Es así que Ernaux pasa revista a la infancia pobre de su madre, a su posterior condición de obrera en una fábrica, a  sus esfuerzos denodados por escapar de la pobreza, a su orgullo y su rebeldía, al obligado ritual del matrimonio, a su felicidad de recién casada, a su ignorancia sobre el sexo, a su coquetería, a su carácter bifronte (“tenía dos caras, una para la clientela, otra para nosotros”), a su deseo de aprender “buenos modales” como una forma de evitar el destino trazado por su condición social. ”Todo lo que hacía –dice Ernaux- lo hacía con ruido.”

Todo el libro está recorrido por la ambivalencia de sentimientos: “Al escribir –dice la autora- veo a veces a la `buena madre`, a veces a `la mala`. Para evitar este vaivén que se remonta a la infancia más remota intento describir y explicar como si se tratara de otra madre y de una hija que no fuera yo. Así, escribo de la manera más neutra posible (…).”

Pero esa pretensión de objetividad, como no podía ser de otra manera, por momentos fracasa: “confundo a la mujer que más ha marcado mi vida con las mujeres africanas que mantienen los brazos de sus hijas pegados a la espalda mientras la matrona procede a la ablación de su clítoris.”

Más tarde, Ernaux referirá la enfermedad de su madre, el Alzheimer,  una suerte de locura senil que la hacía perderse en las habitaciones de su propia casa, dejar de entender lo que leía, desconocer a sus seres más próximos y a hablar con seres que sólo ella veía.

Igual que la compresión de una frase se produce  de manera retrospectiva, es decir, cuando se pone el punto, las vidas de los seres queridos se comprenden o intentar comprenderse luego de que la muerte pone el punto final.

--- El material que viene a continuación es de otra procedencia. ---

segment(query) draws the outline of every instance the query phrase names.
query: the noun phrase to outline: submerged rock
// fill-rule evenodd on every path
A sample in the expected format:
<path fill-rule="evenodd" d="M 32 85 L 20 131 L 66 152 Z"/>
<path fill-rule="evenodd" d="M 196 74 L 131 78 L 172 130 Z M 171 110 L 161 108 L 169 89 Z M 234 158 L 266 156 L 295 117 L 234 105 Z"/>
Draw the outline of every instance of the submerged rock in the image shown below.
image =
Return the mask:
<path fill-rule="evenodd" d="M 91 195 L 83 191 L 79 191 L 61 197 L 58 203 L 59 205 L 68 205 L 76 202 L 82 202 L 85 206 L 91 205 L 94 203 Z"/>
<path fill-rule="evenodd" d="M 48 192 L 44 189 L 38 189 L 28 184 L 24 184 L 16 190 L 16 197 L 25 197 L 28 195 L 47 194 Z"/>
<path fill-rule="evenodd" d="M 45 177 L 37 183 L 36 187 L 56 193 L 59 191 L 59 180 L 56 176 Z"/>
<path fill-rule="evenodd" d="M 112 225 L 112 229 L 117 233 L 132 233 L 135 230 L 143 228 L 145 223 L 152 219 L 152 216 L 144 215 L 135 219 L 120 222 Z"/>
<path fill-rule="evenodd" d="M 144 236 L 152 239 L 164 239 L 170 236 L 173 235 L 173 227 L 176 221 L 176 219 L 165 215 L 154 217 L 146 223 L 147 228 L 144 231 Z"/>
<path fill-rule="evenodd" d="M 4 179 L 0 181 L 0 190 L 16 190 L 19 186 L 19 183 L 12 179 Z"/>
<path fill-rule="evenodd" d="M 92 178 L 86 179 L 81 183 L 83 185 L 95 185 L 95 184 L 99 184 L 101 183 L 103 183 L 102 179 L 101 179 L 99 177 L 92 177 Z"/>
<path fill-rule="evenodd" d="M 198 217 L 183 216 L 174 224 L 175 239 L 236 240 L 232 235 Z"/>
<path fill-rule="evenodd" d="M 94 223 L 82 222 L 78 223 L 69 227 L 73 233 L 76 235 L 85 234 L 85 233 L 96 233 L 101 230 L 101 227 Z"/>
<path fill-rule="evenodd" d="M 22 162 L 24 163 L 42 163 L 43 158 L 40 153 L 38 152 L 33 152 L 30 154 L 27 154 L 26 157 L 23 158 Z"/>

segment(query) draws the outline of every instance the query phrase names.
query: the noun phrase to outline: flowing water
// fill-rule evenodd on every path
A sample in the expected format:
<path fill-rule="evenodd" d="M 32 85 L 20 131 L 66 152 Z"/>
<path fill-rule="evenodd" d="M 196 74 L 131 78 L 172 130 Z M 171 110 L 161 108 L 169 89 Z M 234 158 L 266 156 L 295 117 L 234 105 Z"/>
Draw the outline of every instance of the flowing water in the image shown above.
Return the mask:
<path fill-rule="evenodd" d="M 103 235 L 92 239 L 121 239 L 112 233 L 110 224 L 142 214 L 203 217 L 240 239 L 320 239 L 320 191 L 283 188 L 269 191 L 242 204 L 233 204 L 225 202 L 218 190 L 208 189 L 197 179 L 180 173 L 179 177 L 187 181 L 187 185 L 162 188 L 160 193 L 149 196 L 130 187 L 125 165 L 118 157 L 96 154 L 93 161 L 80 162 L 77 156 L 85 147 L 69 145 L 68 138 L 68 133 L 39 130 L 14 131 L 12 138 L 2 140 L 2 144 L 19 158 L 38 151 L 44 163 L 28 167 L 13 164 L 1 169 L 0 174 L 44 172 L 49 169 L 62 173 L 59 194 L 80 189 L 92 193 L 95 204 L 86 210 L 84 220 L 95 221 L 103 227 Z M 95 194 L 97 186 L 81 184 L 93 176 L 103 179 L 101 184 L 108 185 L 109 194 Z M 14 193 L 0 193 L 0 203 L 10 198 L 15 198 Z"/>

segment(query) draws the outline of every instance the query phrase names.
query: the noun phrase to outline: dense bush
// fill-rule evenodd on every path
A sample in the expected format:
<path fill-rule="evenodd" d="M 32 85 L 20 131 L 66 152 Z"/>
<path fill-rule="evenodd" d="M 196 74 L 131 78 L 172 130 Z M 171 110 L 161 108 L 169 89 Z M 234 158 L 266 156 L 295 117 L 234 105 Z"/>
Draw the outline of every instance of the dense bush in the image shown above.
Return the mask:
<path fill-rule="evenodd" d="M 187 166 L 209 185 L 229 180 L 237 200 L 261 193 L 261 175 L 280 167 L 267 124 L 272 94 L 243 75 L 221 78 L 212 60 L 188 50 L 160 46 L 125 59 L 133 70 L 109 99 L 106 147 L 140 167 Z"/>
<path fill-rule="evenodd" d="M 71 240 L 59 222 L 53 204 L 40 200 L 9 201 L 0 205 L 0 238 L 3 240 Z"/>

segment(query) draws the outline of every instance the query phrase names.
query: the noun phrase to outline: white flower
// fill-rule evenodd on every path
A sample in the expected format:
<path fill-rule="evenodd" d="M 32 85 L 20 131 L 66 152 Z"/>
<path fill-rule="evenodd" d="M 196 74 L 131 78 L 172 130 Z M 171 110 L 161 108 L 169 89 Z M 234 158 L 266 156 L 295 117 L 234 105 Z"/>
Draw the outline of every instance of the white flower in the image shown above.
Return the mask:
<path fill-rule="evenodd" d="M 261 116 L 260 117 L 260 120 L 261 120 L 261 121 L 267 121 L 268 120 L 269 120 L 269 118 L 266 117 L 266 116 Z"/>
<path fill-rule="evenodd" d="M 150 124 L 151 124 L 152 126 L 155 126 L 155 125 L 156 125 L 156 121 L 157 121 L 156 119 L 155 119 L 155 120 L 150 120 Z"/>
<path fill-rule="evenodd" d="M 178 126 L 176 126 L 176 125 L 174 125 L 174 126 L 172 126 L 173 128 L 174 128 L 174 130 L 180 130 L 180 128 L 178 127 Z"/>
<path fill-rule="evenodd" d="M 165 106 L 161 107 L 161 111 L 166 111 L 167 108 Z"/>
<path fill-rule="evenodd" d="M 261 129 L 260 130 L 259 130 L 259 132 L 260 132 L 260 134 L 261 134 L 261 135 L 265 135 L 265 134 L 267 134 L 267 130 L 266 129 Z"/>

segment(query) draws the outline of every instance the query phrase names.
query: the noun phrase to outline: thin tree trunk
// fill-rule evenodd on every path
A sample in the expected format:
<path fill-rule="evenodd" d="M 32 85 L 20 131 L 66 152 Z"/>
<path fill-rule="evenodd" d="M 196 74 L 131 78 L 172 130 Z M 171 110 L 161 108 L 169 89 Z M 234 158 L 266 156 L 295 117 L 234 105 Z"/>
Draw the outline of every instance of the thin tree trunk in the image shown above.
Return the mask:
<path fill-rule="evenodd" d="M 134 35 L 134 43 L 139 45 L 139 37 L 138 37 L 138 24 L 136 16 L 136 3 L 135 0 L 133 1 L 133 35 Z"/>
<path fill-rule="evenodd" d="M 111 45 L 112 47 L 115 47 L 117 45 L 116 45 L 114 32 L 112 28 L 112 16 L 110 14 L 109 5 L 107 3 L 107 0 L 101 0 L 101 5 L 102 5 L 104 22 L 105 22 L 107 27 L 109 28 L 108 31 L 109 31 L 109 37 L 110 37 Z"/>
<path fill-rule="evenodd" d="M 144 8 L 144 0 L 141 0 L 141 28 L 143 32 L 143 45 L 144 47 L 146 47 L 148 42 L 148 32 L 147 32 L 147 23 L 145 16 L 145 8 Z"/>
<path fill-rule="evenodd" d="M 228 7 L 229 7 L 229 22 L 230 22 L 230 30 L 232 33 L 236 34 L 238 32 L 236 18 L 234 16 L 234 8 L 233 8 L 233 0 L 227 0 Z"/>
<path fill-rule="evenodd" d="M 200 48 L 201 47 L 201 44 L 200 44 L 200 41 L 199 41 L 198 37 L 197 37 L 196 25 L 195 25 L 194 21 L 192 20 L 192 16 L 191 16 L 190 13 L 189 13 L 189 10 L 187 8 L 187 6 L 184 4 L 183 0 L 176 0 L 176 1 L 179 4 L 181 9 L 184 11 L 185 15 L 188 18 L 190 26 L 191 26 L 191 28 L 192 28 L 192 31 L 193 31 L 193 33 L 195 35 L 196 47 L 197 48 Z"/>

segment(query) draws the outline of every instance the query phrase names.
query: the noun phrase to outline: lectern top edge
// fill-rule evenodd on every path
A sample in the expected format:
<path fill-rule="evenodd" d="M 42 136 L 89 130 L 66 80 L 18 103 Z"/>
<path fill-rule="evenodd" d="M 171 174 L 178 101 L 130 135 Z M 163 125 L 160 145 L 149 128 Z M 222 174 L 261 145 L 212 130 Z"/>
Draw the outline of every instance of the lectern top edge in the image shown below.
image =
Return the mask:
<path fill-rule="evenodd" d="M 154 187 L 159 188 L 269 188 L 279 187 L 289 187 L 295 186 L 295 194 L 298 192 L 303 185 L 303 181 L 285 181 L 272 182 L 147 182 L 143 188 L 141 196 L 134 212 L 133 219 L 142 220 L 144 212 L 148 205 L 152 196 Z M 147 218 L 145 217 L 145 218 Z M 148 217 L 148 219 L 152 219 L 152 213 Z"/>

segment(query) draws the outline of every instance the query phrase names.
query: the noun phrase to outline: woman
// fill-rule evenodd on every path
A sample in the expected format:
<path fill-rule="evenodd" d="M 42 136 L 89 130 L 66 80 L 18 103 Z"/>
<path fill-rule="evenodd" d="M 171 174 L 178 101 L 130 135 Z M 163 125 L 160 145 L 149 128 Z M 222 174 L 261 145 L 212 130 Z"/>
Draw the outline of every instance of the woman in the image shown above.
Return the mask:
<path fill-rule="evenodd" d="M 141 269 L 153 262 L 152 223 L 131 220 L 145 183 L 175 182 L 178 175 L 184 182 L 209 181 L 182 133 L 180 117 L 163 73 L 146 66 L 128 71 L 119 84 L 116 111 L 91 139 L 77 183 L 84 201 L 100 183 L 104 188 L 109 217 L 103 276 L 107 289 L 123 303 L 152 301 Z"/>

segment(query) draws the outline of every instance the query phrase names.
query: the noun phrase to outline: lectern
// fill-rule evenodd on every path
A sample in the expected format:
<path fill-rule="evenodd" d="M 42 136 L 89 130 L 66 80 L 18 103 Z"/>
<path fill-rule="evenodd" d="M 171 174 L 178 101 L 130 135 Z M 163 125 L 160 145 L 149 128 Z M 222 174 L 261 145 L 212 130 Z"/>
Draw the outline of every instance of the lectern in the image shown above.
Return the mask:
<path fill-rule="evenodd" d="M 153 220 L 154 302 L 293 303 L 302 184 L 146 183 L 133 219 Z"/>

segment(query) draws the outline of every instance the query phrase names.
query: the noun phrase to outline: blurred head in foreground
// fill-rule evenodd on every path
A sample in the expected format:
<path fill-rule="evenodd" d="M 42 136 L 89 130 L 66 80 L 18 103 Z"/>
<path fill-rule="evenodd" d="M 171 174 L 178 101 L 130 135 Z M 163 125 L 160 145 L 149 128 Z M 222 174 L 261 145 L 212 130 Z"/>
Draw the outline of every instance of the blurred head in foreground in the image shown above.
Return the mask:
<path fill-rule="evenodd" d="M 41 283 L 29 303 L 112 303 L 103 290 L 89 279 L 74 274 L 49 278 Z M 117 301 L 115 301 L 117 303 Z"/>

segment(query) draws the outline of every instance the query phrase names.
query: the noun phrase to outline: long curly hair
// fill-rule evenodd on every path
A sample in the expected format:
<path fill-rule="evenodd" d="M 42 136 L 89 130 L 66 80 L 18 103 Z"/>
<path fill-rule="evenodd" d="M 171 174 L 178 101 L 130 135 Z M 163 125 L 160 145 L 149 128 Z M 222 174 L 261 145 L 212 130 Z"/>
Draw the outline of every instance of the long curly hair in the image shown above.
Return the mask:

Solo que la comprensión de una vida es una tarea destinada al fracaso debido a la complejidad que tiene. Sin embargo, Ernaux, no deja de intentarlo  aunque sepa que lo más lejos que podrá llegar en su intento es a construir su propia versión de su madre, una versión en medio de muchas otras. Con su muerte algo se ha perdido de manera definitiva y es imposible reconstruirlo. Según la autora, una de las cosas que perdió es el nexo que unía “a la mujer que soy con la niña que fui (…) el último nexo del mundo del que salí.”

Un texto doloroso que no hace ostentación del dolor y en el que los lectores, sin duda, reconocerán muchas de las cosas que se sienten ante la pérdida de un ser tan cercano como la madre.  Porque la intimidad, como sostiene Ernaux, también tiene carácter social. No somos seres únicos, estamos atravesados por muchos otros.